Vitamin E plays a vital role in protecting your brain from damaging free radicals. These molecules destroy valuable brain cells and set off a chain of decay which can lead to serious memory loss. Vitamin E levels have been found to be consistently below healthy levels in sufferers of Alzheimers. With only 10% of people getting the recommended amount of Vitamin E in their diet, you need to include a regular source as part of your meals. Vitamin E is found in leafy vegetables, nuts and olives, but Avocado is packed with this vital vitamin. It is also very high in Vitamin C which is also known to protect against age related memory loss.

Berry good health

Blueberries have one of the highest antioxidant contents of any fruit so they’re great for protecting against heart disease and cancer. These antioxidants will also help prevent the cell damage which can lead to memory loss.

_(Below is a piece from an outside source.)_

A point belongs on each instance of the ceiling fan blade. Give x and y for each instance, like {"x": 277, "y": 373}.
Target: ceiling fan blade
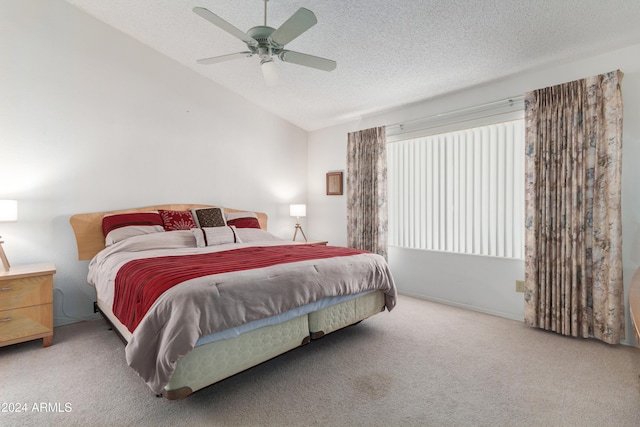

Blackberries have been shown in a recent study to protect against memory loss. Research by the U.S. Human Nutrition Research Center on Ageing suggests the polyphenols in dark berries improve cognitive function by helping to remove the build-up of toxic proteins in the brain, helping to protect against Alzheimer’s. Did you know that strawberries contain more Vitamin C than oranges? Vitamin C helps protect your brain against free radical damage. They can help with your digestion and Vitamin C also keeps your joints healthy.

Whole grain goodness

Fibre-rich whole grains are an integral part of the Mediterranean diet – research from Columbia University Medical Center in New York City shows that this diet may be linked to lower risk of the mild cognitive impairment that can progress to Alzheimer’s disease. Brown rice, whole grain pasta, wholemeal bread and other whole grain foods are rich in Vitamin E, Zinc and Magnesium. These are all vital to keep your memory fresh and fight off memory loss. They are also a great source of B Vitamins which guard against the brain ‘shrinkage’ which is an early sign of Alzheimer’s disease.

Lycopene from tomatoes

Tomatoes contain a powerful anti-oxidant known as lycopene. This compound is best known for it’s ability to fight cancer causing free radicals, but it also helps to protect nerve cells in your brain from damage. Tomatoes also help to lower levels of harmful cholesterol in your bloodstream – reducing your chances of suffering a stroke and making sure your brain gets the oxygen it needs to function.